To query data of specified months, you can use the function
month
to convert the partitioning column to MONTH type
for comparison with the object of MONTH type.
select * from pt where month(time) in [2022.09M, 2022.11M]
/*
time value
------------------------
2022.09.01 51.37807030
2022.09.01 50.86722047
2022.09.30 13.91816022
2022.11.01 76.58300183
2022.11.02 74.23354792
*/
In this scenario, both operands are of MONTH type with lower precision than
the partitioning column of DATE type. The number of continuous segments in
[2022.09M, 2022.11M]
is less than 16. Partitions
2022.09.01, 2022.09.30, 2022.11.01, 2022.11.02
are
scanned and others are pruned.
To query data of consecutive timestamps, you can use function
timestamp
to convert the partitioning column to
TIMESTAMP type for comparison with the object of TIMESTAMP type.
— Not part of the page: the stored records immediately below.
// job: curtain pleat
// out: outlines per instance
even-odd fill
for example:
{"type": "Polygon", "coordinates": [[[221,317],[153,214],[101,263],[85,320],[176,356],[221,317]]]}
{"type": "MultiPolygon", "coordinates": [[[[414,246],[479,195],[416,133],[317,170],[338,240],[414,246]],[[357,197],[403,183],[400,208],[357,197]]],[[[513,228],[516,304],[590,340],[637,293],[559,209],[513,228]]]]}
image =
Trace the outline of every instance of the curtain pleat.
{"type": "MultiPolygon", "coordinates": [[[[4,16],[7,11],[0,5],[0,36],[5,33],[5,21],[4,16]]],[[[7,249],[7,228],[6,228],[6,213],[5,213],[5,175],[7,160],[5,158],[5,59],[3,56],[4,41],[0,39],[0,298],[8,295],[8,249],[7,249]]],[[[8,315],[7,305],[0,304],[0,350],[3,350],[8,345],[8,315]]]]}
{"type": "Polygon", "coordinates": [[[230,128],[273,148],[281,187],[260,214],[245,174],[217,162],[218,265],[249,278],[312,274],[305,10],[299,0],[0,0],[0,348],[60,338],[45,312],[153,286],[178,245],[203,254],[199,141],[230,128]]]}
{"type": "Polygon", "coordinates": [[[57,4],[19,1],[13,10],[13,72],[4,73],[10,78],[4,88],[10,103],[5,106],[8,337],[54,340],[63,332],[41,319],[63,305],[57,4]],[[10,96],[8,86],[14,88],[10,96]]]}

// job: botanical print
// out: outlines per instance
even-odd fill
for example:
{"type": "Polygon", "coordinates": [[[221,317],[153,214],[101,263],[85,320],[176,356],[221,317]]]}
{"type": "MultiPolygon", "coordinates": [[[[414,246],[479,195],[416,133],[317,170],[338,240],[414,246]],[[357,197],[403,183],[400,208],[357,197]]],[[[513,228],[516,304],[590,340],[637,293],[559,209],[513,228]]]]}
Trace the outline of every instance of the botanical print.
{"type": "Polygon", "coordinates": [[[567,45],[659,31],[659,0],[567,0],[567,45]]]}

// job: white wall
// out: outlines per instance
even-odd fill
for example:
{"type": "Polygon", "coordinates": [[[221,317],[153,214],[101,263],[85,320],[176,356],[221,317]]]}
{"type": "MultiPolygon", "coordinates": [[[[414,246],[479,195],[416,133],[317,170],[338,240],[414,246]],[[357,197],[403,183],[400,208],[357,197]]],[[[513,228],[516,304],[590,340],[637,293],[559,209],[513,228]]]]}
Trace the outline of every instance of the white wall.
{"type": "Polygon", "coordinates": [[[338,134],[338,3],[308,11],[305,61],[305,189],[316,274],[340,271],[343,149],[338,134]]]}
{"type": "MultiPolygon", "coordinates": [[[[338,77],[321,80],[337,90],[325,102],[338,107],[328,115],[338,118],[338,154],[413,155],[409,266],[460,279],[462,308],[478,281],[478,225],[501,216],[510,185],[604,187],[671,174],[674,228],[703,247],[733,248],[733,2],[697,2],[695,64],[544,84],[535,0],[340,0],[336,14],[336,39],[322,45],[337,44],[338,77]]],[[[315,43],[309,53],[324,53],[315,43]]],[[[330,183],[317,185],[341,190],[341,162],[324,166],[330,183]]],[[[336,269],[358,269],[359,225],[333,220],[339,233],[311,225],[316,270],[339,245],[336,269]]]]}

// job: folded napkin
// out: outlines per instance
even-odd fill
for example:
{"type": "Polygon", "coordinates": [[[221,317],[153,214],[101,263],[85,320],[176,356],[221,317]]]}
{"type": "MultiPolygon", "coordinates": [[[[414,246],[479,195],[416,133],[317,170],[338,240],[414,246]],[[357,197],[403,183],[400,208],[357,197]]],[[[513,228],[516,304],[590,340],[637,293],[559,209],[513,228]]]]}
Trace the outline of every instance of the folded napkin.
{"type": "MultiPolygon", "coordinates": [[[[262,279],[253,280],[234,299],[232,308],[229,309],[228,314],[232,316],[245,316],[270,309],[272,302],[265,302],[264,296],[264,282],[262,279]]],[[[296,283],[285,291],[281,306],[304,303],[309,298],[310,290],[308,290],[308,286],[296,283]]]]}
select * from pt where timestamp(time) in timestamp(2022.10.31..2022.11.01)
/*
time value
------------------------
2022.10.31 78.28769609
2022.11.01 15.00570112
*/
In this scenario, partition pruning cannot be triggered because the precision
of the data returned by the function timestamp
is higher
than the partitioning column.
Summary
The comparison rules for temporal types can be divided into two types: comparisons that involve partition pruning and those that do not. Typically, comparisons of temporal vectors, in-memory queries, and distributed queries filtering on non-partitioning columns do not involve partition pruning. When querying distributed tables with filter conditions on partitioning columns, comparison of temporal values will trigger partition pruning. In practical scenarios, it is recommended to use the WHERE clause that supports partition pruning to improve the query performance. It is especially effective when querying large tables, significantly reducing query time.